Right, I know they're a tubing manufacturer. So why do these bikes just have Dedacciai decals on them?


----------



## ibexbikes (Apr 28, 2004)

whisper said:


> Right, I know they're a tubing manufacturer. So why do these bikes just have Dedacciai decals on them?


I just took a look at the eBay ads and the frames are "Velorazzo" brand... hard to read on the small photos, so I'm still guessing these are the frames under discussion.

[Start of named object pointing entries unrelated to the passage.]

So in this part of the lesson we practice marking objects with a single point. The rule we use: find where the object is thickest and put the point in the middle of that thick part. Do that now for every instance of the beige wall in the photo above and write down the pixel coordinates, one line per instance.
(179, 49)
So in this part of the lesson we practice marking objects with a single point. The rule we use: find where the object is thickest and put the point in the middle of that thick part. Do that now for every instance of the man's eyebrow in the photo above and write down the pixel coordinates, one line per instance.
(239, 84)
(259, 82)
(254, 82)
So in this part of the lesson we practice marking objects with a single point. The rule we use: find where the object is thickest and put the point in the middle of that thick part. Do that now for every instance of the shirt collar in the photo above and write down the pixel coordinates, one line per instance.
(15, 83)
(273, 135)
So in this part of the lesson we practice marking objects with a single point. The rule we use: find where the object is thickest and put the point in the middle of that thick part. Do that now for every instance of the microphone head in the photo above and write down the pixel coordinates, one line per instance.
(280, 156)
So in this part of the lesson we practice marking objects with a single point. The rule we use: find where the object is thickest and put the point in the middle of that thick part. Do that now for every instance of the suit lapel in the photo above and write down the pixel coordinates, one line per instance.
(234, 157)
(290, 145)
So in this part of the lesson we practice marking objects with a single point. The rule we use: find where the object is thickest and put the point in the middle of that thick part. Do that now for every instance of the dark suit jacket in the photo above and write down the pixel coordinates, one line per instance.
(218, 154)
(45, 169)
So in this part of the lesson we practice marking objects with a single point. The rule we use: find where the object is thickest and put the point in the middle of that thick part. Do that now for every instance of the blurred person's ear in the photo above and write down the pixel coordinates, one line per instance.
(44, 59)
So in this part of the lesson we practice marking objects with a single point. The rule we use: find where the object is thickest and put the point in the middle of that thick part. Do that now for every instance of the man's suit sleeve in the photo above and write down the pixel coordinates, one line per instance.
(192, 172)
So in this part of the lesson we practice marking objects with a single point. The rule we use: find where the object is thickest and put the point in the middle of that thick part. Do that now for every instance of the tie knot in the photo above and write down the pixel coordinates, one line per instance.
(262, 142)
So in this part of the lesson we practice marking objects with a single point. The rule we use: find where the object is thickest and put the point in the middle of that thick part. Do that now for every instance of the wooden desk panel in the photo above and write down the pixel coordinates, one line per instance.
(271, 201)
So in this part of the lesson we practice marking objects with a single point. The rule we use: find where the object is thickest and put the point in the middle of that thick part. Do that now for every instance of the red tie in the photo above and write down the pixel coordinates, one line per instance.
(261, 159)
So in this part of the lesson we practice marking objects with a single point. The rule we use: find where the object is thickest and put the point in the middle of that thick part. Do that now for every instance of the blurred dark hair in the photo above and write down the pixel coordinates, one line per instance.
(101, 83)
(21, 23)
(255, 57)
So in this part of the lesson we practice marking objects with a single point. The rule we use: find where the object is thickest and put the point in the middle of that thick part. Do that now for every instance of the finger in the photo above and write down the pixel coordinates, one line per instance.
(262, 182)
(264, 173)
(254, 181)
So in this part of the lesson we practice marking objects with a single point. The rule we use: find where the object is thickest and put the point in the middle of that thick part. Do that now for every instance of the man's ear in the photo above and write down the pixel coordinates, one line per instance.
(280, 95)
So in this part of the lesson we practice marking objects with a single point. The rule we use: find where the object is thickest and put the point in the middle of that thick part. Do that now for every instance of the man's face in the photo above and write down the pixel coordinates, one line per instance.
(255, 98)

The seller does a lot of closeout stuff, so it's probably a decent frame at an exceptional price. Got good reviews, what there is of them anyway.


----------



## whisper (Apr 23, 2004)

*those are the other ones*

Hi. Actually, those Velorazzo ones are the other frames that person sells. If you look at his other items up for auction, you'll see the Dedacciai frames too.


----------



## Acenturian (Feb 18, 2004)

I got the Velorazzo frame off E-bay to build my first rode bike. The Velorazzo frame has Dedacciai tubing and has an average / good paint job (mine is a cool looking electric blue) the welds look awsome. The frame looks like is all one piece or molded together with no welding marks.

I ride a small frame and it weighed only 2.8 lbs. I built it up with Campagnolo Centaur and Chorus parts, Look full carbon forks, Modolo carbon bars and Spinergy Wheels and the total weight with bike light was just barly over 17 lbs. 

I went to the Velorazzo web site and they have newer frames with a carbon fiber rear triangle, so I think the ones off E-bay were closeout specials. 

So far I am very happy with mine especially for the money.


----------



## physics_nut (Feb 14, 2004)

Yea I landed a Velorazzo frame off ebay cheap as well. First road bike for me too, but I went ultra cheap and did Tiagra. So far the frame rides nice, I couldn't find any noticeable flaws (i.e. I didn't use a microscope!). I got the 56cm frame, and it ended up being a hair over 3lbs, but I haven't weighed the complete bike. Says it uses Dedacciai ABT tubing, who knows if it does. For $41, I really don't care.  

Rides great for me, and is serving me well. Maybe one of these days when I'm a little lighter on the wheels I'll shoot for a higher end bike. But for a beginner, this seems like the best way to go, if you have the facilities to build up a bike.


----------



## engolson (Sep 24, 2007)

They make framesets now. very nice ones.


----------



## covenant (May 21, 2002)

Really?


----------



## Guest (Oct 25, 2007)

They make most of the Kona framesets.



engolson said:


> They make framesets now. very nice ones.


----------